Mechanistically understanding Amazon fire resilience

Forest fires in the Amazon are reaching unprecedented frequencies and intensities due to climate change and land use. Resilience to these fires is not just about forest structure, but also species composition and functioning. We aim to mechanistically understand fire resilience through plant traits, and upscale this ecophysiological framework to an Amazon-wide level.

The Amazon under fire

Amazonian forests are some of the most biodiverse places on Earth, hosting an estimated 2 billion trees of 16,000 different species. Furthermore, they are a highly valuable carbon sink, a far-reaching source of precipitation, and a livelihood to millions of people. However, with climate change, the forest fires in the Amazon are reaching unprecedented levels of frequency and intensity. These could lead to massive forest dieback, resulting in carbon emissions and biodiversity loss. Meanwhile, variance in local climates makes for large differences in fire regimes and ecosystem responses throughout the Amazon. To help conserve these forests under such circumstances, we need to understand how their trees respond to fire.

Fire resilience

Conceptually, fire resilience is the combined ability to resist and recover from fire. By measuring the functional traits of relevant plant species, we aim to understand the mechanisms determining their fire resilience. For example, a thicker bark might help buffer against heat damage, whereas a stronger ability to resprout may promote fast recovery after a disturbance.
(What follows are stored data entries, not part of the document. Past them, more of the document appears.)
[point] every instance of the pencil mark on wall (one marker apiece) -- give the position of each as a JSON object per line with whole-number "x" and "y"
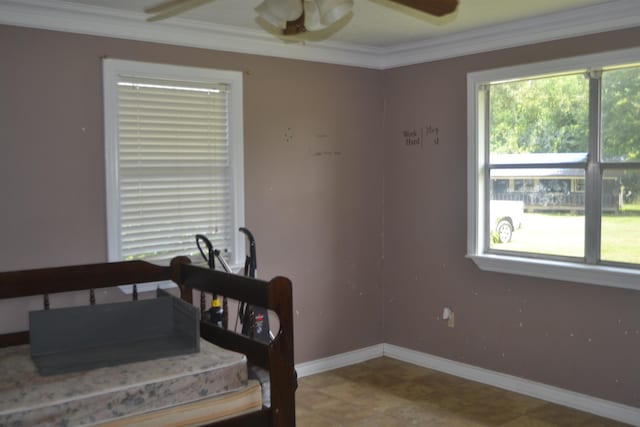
{"x": 428, "y": 134}
{"x": 288, "y": 135}
{"x": 325, "y": 144}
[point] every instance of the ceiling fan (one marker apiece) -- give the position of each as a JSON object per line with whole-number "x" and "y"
{"x": 298, "y": 16}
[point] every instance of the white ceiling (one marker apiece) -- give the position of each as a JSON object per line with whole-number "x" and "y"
{"x": 377, "y": 34}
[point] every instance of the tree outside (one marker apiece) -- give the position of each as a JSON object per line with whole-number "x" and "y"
{"x": 551, "y": 116}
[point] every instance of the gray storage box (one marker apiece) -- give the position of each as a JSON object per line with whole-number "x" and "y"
{"x": 82, "y": 338}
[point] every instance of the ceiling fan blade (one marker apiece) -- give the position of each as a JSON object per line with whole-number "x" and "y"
{"x": 173, "y": 7}
{"x": 432, "y": 7}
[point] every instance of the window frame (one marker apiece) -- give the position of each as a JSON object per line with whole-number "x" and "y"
{"x": 112, "y": 69}
{"x": 478, "y": 182}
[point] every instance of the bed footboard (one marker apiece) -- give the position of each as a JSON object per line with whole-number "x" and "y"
{"x": 275, "y": 295}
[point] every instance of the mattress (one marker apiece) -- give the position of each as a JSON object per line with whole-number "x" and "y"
{"x": 115, "y": 393}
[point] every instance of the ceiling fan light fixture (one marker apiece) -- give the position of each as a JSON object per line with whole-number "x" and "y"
{"x": 320, "y": 14}
{"x": 278, "y": 12}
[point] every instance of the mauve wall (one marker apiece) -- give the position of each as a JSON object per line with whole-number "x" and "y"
{"x": 313, "y": 181}
{"x": 315, "y": 164}
{"x": 578, "y": 337}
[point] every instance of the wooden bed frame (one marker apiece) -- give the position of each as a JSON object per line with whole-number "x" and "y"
{"x": 276, "y": 295}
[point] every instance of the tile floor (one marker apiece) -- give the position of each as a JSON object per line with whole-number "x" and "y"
{"x": 390, "y": 393}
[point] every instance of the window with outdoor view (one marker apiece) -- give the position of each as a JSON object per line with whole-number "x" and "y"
{"x": 554, "y": 155}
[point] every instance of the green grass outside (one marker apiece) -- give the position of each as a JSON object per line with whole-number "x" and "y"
{"x": 563, "y": 234}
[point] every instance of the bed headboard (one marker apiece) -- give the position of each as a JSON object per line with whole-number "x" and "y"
{"x": 276, "y": 295}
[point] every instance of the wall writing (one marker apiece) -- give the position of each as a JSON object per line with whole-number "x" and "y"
{"x": 428, "y": 134}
After building a functional framework of species-level fire resilience, we can scale up to community level to assess how species and trait composition determine community-level fire resilience across Amazonian forests.

A larger scale

Hence, this project focuses on the following scales:

1- Species-scale;
2- Community-scale;
3- Amazon-scale.

For the forest-scale, we will quantify trait compositions at the community level, combined with local measurements of environmental variables and fire intensities. Further upscaling to an Amazon-wide scope can be done with the help of remote sensing tools. Here we will combine our own satellite data with global datasets on vegetation, climate and fire regimes.

Local networks

To achieve all this, we will work with a plot network in burned and unburned (control) forests spread out over both the Bolivian and the Brazilian Amazon basin across a rainfall gradient. We will closely collaborate with local researchers, land owners, park rangers, and remote sensing colleagues.